Journalism, media & technology 2022 predictions

A Long and Deep Symbiotic Relationship

PR and journalism have a long and deep symbiotic relationship. So in this first episode of Smoke Signal for 2022 I thought it timely to take a deep dive into the current state of journalism and predictions on how the media industry will continue to evolve in the year ahead.

The past two years has seen news media rise in importance and relevance as audiences turn to trusted sources for health and economic information. As we look forward to 2022 the question becomes what’s next?

Senior Research Associate at the Reuters Institute for the Study of Journalism, Nic Newman has studied trends in media and journalism for over a decade. He has just released his latest research paper, Journalism, Media, and Technology Trends and Predictions 2022 which looks at the state of the profession and the key challenges, and opportunities, for the year ahead.

The research encompassed 246 senior editors and publishing leaders from over 52 countries, including a number of senior leaders in Australia. Here’s a few highlights from the report that we discussed in this podcast.

Revenue models continue to evolve

In recent years revenue models have substantially changed. Where it used to be advertiser-focused it has shifted to be much more reader-lead in the form of subscriptions, memberships, donations and events.

The wider adoption of subscription formats for music (i.e. Spotify) and entertainment (i.e. Netflix) has paved the way for news media to more actively adopt this model. However, there is a limit to  the  number of subscriptions people are willing to pay for, and Nic believes we are getting towards that limit.


Generational divide

A real challenge for publishers is being able to engage audiences of all ages. 95% of all digital news subscriptions are paid by those over 30 years old.

Younger audiences consume news in very different ways. For example, those under 25 are unlikely to have brand loyalty; are more likely to be spending their time on social platforms like Tik Tok and Instagram etc; and they want convenience.

That is hugely challenging for media trying to reach and talk to these audiences in a different way. If you look at Tik Tok as case in point, it is great for reach but there is no business model behind that so it is purely marketing.

Regardless, we’ll continue to see more innovation in this space in terms of format and taking news values into these new platforms.

The role of journalist becomes ever more challenging

There’s a lot of noise on the media industry being in crisis, but in fact 60% of media leaders in the survey said revenues had increased over the past year. Only 8 per cent said revenue had fallen. That reflects the rise in subscriptions revenue and the bounce back of digital advertising as advertisers look to back trusted media brands.

Journalists on the front line are facing burnout – the relentless 24/7 news cycle; needing to work across ever more formats and outlets; and then on top of that the global pandemic and associated stress – addressing this is high on the media leader’s agenda for 2022.

Big tech and media

You can’t talk media without talking big tech. While there has been much made of the recent revenue sharing agreements that Google and Facebook have made with publishers around the world over the past year, the trouble with these according to Nic is that there is not much transparency around the deals and it was mostly the big media companies getting the lions share of the money.

This is not necessarily good for audiences; not good for innovation; not good for local news; and not good for competition. You also want to ensure media companies aren’t overly dependent on income from platforms as they need to be independent enough to robustly report on these same platforms.

This is an ecosystem that has mutual benefits for both parties, the key is to find the right balance.

The buzzwords

Web3, Crypto, NFTs – many are for the future, but Artificial Intelligence is here today.
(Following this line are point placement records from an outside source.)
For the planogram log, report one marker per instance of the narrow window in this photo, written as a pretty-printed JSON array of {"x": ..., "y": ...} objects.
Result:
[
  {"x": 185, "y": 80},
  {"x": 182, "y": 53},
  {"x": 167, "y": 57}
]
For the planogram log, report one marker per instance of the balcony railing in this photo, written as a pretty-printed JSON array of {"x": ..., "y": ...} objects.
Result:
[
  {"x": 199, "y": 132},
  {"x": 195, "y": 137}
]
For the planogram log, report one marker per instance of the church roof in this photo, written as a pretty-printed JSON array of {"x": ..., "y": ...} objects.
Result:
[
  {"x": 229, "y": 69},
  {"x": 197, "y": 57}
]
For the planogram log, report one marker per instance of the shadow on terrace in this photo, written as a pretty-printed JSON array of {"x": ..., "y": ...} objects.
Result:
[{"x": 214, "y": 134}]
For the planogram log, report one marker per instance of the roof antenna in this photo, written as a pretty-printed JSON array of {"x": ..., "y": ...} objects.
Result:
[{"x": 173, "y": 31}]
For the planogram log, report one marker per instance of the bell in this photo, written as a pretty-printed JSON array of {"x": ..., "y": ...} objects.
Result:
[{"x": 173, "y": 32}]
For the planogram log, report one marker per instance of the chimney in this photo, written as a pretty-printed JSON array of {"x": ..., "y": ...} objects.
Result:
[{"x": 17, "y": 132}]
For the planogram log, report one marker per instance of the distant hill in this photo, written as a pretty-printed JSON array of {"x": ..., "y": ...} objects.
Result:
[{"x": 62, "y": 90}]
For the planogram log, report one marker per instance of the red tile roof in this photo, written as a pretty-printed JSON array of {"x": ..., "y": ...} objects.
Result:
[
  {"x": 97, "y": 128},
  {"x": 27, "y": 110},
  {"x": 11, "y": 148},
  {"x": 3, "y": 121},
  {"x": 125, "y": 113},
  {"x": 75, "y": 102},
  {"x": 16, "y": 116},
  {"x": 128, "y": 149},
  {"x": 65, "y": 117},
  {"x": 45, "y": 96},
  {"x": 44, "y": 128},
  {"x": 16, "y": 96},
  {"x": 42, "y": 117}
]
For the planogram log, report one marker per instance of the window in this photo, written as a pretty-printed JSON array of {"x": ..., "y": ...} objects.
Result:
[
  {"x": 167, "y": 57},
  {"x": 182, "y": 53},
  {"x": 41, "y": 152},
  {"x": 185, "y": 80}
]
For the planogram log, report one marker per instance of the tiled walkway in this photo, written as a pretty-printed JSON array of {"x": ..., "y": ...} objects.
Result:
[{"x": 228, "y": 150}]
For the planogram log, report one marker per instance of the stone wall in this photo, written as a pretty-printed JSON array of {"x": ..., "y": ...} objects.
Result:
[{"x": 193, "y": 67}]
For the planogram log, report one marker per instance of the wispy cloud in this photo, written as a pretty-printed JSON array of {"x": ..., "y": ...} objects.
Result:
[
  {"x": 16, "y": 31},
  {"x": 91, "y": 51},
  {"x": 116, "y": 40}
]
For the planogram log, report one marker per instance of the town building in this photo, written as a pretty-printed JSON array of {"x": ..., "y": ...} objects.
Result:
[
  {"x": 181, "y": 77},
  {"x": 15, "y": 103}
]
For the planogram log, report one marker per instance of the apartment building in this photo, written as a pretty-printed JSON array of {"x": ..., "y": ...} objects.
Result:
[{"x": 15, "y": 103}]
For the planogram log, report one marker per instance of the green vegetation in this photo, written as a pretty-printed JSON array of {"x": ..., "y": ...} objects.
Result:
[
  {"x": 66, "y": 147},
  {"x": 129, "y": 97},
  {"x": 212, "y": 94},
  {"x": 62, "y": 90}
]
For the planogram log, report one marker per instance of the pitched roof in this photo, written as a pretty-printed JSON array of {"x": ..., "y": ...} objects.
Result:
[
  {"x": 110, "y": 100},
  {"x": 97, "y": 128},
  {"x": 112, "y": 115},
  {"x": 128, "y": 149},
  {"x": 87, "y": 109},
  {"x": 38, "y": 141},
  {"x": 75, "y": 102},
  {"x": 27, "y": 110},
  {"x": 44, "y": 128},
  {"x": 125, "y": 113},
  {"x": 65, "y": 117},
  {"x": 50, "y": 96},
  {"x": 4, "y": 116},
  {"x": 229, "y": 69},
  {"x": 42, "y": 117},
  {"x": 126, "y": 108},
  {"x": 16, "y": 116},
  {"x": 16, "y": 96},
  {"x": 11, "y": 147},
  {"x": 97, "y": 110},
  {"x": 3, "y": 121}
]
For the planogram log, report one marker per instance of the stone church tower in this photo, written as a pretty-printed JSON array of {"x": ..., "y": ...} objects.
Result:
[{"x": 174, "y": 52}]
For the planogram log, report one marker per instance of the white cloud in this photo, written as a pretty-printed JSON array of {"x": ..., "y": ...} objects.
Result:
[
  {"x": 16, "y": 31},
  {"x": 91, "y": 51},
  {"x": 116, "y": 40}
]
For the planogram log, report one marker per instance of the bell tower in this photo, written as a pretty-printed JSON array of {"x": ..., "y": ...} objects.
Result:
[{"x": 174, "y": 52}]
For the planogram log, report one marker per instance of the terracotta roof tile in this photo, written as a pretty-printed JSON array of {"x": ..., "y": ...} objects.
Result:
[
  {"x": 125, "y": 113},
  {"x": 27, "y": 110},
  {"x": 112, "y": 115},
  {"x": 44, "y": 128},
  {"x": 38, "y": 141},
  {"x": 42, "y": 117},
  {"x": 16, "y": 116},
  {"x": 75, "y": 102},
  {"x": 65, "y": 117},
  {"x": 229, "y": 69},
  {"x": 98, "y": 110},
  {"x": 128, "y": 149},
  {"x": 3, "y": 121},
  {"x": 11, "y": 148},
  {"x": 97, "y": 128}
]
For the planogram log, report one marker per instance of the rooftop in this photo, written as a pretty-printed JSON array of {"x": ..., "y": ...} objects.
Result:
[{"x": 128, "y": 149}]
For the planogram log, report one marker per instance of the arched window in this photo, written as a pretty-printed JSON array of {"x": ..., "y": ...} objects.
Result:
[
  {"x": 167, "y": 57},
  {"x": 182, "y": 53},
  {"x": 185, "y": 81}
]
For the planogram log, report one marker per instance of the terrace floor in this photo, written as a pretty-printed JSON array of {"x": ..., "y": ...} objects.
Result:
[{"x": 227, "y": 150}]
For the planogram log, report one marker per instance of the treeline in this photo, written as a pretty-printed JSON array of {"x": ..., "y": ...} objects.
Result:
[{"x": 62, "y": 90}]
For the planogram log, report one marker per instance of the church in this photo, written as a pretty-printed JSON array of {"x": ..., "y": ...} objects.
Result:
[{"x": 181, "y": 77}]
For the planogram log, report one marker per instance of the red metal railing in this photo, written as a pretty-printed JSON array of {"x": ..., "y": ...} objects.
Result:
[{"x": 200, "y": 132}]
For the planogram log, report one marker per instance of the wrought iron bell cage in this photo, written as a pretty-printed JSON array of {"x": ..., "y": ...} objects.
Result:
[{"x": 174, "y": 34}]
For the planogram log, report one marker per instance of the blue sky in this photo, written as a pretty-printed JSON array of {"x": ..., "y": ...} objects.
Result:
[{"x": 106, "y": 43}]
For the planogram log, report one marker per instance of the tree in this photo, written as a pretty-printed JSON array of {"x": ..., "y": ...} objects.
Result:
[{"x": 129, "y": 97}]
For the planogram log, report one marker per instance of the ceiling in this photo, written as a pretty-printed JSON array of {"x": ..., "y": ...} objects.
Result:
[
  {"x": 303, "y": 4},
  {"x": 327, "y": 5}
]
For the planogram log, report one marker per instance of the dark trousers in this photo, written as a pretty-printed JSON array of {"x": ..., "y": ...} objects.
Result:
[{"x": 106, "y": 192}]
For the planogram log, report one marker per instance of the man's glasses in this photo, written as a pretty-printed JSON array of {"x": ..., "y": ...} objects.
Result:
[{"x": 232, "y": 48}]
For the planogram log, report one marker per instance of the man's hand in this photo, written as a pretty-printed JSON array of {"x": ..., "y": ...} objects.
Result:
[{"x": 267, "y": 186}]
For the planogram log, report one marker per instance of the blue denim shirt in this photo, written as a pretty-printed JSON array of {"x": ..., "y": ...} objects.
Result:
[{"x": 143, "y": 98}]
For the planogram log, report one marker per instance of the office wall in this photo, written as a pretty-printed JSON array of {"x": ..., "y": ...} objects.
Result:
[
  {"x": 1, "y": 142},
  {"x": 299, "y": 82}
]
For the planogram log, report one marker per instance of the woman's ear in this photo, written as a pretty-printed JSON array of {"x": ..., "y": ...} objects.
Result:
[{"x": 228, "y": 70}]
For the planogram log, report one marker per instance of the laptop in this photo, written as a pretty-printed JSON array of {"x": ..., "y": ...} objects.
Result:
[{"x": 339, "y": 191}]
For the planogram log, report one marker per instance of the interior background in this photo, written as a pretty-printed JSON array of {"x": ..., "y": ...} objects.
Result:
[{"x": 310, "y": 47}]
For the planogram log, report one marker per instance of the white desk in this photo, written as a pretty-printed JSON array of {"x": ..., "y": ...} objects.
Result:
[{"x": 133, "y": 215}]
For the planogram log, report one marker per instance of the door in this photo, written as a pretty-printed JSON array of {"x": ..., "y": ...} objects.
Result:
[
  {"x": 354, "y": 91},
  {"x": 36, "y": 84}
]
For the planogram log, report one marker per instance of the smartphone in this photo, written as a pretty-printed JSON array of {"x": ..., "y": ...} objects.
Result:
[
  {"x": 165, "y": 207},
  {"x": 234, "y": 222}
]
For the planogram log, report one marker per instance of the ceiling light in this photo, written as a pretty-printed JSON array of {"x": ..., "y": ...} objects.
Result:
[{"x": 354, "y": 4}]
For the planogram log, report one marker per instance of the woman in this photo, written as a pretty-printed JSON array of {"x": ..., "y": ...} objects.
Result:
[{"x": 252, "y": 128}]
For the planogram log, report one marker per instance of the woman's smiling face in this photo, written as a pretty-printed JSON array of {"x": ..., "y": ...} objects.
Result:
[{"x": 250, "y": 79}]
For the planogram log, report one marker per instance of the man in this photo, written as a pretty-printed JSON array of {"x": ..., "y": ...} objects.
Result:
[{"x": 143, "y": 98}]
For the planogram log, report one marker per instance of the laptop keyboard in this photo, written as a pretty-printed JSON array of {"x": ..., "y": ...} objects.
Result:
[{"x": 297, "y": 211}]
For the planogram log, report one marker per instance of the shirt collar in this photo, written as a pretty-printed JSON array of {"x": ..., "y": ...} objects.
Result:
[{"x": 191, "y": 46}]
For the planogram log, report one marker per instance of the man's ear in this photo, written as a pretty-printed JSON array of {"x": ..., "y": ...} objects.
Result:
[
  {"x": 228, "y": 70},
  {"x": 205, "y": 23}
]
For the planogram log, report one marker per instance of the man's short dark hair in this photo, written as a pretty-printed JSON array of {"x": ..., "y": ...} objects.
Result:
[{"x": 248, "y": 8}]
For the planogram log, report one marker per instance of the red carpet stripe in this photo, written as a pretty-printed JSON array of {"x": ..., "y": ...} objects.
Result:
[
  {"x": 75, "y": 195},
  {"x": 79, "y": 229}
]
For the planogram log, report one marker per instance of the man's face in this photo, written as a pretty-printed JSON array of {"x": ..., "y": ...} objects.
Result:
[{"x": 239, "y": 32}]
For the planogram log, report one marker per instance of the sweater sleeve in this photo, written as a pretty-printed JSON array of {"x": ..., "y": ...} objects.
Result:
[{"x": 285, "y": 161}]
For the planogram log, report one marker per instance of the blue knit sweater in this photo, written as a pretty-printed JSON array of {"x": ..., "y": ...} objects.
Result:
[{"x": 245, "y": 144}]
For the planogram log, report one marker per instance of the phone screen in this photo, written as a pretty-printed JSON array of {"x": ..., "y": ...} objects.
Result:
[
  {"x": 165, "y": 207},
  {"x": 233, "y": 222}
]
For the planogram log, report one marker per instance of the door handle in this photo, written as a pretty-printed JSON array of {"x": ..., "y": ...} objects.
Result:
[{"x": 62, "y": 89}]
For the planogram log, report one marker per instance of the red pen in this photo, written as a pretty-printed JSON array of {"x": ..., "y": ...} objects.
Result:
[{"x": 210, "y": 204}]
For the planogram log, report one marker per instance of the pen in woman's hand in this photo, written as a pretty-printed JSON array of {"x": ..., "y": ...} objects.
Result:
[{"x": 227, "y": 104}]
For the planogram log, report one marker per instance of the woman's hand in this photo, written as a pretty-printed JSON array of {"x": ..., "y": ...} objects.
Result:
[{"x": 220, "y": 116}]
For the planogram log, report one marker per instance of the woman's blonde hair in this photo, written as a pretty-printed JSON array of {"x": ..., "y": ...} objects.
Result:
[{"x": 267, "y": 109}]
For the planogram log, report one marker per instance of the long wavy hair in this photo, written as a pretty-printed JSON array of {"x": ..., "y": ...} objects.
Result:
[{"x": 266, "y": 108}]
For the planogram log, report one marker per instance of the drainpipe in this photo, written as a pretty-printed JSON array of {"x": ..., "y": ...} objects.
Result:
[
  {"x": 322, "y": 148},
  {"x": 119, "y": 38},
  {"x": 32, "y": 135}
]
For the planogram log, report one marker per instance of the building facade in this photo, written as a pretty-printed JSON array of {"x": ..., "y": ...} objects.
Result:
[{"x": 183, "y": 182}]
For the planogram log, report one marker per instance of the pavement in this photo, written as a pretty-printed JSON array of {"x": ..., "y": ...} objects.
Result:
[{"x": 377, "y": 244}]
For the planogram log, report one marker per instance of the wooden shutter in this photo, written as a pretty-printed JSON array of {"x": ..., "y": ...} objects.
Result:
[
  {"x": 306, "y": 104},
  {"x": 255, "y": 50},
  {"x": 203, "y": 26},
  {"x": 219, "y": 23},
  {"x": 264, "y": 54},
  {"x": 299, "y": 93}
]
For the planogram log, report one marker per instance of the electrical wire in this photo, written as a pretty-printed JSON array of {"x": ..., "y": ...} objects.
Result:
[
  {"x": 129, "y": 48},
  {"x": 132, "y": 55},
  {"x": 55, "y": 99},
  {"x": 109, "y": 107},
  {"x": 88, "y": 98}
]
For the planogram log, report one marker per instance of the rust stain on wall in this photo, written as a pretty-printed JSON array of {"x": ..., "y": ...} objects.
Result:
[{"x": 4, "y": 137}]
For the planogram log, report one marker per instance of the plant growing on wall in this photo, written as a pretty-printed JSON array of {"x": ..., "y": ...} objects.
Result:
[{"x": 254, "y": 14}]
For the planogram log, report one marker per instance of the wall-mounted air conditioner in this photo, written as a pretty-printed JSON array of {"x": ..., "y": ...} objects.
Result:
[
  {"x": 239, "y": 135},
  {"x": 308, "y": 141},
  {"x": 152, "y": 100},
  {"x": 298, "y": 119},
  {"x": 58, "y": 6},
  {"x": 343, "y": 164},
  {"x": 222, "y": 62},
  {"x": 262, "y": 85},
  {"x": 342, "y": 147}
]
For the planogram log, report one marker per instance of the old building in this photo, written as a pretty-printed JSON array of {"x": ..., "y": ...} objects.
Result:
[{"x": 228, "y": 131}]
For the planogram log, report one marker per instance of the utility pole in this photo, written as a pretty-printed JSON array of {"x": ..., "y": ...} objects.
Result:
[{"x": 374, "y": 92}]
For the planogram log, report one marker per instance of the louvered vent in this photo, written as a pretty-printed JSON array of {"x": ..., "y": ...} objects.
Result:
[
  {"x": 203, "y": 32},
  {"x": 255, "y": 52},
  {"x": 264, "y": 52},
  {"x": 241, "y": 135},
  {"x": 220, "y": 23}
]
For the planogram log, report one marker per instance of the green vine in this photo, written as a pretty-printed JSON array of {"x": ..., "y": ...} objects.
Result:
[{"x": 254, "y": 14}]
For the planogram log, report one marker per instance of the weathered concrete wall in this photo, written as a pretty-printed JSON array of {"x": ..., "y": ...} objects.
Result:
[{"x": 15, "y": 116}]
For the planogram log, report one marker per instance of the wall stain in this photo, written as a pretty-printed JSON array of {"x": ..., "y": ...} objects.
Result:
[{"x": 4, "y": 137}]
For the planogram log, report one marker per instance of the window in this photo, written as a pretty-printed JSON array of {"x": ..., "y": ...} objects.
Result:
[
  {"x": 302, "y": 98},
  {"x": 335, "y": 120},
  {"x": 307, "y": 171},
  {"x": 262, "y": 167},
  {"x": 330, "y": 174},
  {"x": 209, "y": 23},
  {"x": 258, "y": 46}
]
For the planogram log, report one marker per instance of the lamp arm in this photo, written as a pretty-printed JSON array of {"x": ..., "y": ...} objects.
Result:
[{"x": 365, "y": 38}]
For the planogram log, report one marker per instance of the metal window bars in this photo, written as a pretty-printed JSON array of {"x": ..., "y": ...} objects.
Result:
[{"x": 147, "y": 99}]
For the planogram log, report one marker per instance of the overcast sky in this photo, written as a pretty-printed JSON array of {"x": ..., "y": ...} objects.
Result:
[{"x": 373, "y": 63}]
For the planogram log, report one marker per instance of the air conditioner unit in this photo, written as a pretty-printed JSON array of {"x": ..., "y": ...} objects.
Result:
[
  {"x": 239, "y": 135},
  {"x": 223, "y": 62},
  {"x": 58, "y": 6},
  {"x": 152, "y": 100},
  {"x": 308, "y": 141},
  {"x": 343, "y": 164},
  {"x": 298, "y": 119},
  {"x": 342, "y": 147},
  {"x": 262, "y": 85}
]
AI is used in being used broadly in news companies in increasingly complex ways:

  • Algorithms helping journalists to find patterns in big data;
  • Creating and packaging content across platforms through the likes of automated transcription and automated distribution ;
  • Robo journalism. Computers are now more effectively writing narrative based on data allowing journalists to focus on higher value content;
  • Commercially, helping identify people who may be potential subscribers.

In lots of areas AI is already effecting journalism and is being effectively by many media houses. 

The take-out for comms professionals

Smart brevity. In this world where there are so many different choices and people are short of time, how can you get your point across quickly, effectively. Using the right format at the right time.

Published by Paul

Paul Cheal is an experienced financial and corporate communications leader with over 20 years’ experience working with Australian and global brands to build and protect their reputation.
He is a former journalist and an experienced academic, having been a casual tutor and lecturer at University of Technology, Sydney, teaching PR and communication to undergraduate and post graduate students. With a Masters of Public Communication from UTS as well as a Bachelor of Arts (Communications), Paul is passionate about Public Relations, this podcast is an opportunity to speak with key practitioners, academics, leaders and influencers from across the profession.